The Spike or Victoria University College Review June 1926
On Monday evening the Allen Hall, Otago University, was filled by students and members of the public in honour of the Annual Debate for the Joynt Scroll.
The subject was, "That racial equality within the British Empire is a desirable end." The Judges were the Hon. C. E. Statham, M.P., the Rev. Tulloch Yuille, M.A., B.D., and Mr. H. E. Barraclough, LL.B., and the Mayor of Dunedin, Mr. H. L. Tapley, M.P., occupied the Chair.
The first debate was between Victoria, on whose behalf Mr. W. P. Rollings and Mr. R. M. Campbell affirmed the motion, and Otago, which was represented by Mr. A. H. McClintock and Miss M. Todhunter. Mr. Rollings was greeted with a volley of applause, which continued for some minutes, and was resumed shortly after the commencement of his speech. He explained that a large majority of the world's population, belonged to the coloured races, and the suggestion was that these peoples should eventually control their own destinies. A portion of the audience was seemingly convinced at this stage and evinced no particular keenness to hear further argument. Mr. Rollings's remarks closed, as they had opened, in vociferous applause. Mr. McClintock announced that his opponent had completely misconstrued the subject of the debate. Intermarriage was one of the necessary consequences of racial equality, and no attempt had been made to justify that. The speaker foreshadowed general chaos and confusion if ever a measure of racial equality was reached; he, too, was warmly applauded at various intervals throughout his address. Mr. Campbell met with a more appreciative reception than either of his predecessors, and had page 28 perforce to administer his gospel to his hearers in small acid doses, which were lavishly honeyed by the performers in the audience. The present state of relationships between the white man and his coloured brother was, like charity, twice cursed: it blighted both patron and patronised. The speaker intendeed to deal more particularly with the effect on the white man, the overlord. At just about this stage the chairman's bell added its vigorous tinkle to the general uproar, and after a brief attempt to overcome their combined effect, Mr. Campbell desisted. Miss Todhunter then rose silently in her place and gazed penetratingly upon the audience for some minutes. She proceeded to wind up the debate by a general criticism of her opponents, and announced her lack of faith in the coloured man's ability to reach the standard of the white man. The disintegration of the British Empire was also probable if the motion were approved of.

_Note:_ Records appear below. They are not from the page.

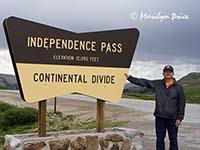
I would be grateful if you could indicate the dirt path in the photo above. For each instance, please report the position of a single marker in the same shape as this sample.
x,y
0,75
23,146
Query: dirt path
x,y
189,137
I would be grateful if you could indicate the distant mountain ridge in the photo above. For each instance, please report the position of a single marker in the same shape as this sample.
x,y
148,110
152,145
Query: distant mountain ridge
x,y
8,82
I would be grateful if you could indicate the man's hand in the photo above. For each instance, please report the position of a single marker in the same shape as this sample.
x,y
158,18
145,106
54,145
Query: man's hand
x,y
178,123
126,75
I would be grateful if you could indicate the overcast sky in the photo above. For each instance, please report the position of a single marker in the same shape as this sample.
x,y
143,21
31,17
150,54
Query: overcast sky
x,y
175,42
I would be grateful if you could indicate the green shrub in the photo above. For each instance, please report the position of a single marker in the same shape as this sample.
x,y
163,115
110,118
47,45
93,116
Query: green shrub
x,y
18,117
4,106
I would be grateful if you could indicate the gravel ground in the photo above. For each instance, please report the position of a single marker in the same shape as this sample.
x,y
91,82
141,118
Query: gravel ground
x,y
189,132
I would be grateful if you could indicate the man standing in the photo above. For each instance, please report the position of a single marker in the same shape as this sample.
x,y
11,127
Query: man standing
x,y
169,106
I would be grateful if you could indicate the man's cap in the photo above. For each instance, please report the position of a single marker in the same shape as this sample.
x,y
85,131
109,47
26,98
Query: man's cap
x,y
168,67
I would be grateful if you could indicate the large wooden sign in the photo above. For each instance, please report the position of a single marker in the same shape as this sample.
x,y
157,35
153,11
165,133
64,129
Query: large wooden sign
x,y
50,62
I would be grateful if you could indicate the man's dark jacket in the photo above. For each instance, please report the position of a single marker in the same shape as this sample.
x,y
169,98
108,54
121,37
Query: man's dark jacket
x,y
170,102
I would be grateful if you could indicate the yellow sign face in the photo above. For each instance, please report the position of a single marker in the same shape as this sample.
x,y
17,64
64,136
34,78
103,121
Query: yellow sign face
x,y
50,62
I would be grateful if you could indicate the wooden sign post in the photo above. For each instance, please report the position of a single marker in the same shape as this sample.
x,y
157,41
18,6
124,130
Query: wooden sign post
x,y
100,115
42,110
49,62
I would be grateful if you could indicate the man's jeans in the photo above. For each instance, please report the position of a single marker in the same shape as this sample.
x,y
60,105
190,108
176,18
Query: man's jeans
x,y
163,124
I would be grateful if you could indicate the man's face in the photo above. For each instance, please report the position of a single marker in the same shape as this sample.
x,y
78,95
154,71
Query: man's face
x,y
168,74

In opening the second debate, Mr. Leonard, of Auckland, placed himself in a judicious position near the dividing fence. All racial talents and characterists were to be employed in cooperation: nevertheless it was dangerous and ill-advised to give immediate enfranchisement. The white man's role as a ruler (which words could scarcely overpraise) was challenged, and India demanded self-government, in addition to good government. As risings might occur, costing millions of pounds to quell, it was advisable to commence a movement towards racial equality. Mr. Leonard concluded a well-managed speech with an effective quotation from Winston Churchill. Canterbury's first speaker, Mr. Haslam, indicted Mr. Leonard for evasion of the point. He pictured his opponents, in pursuance of their motion, entering into the bonds of matrimony with a Hottentot woman, and declared that the resultant offspring would be "a living chaos." In retort to an interjection, "Is there much water in the Avon now?" Mr. Haslam repeated the moss-covered reference to a certain painful disease of the brain. While Mr. Butler described the British Empire's unique position and responsibilities guardian of many a national welfare, the occupants of the back of the Hall returned to their genial task of enlivening the proceedings. The speaker declared that the average schoolboy—(prolonged and enthusiastic applause). There was a popular song, "Let the rest of the world go by "—(Audience much taken with said song). Canterbury owed a large debt to Mr. Brassington, who battled on bravely, facing fearful odds, and was perhaps of all the speakers the least perturbed by interjectors. lie implored his hearers not to pursue a will o' the wisp that would lead to the destruction of the British Empire. He too, foresaw a state of chaos where different races attempted to live in unison, as two separate codes of law would then be essential. In short, racial equality was a chimera.
The Judges as usual reserved their decision and retired to consider it. They returned in due course and stood in a dejected manner about the middle of the Hall while the chairman received the results by private messenger and announced them to the audience. Canterbury won the Joynt Scroll; Mr. N. A. Leonard was the best speaker.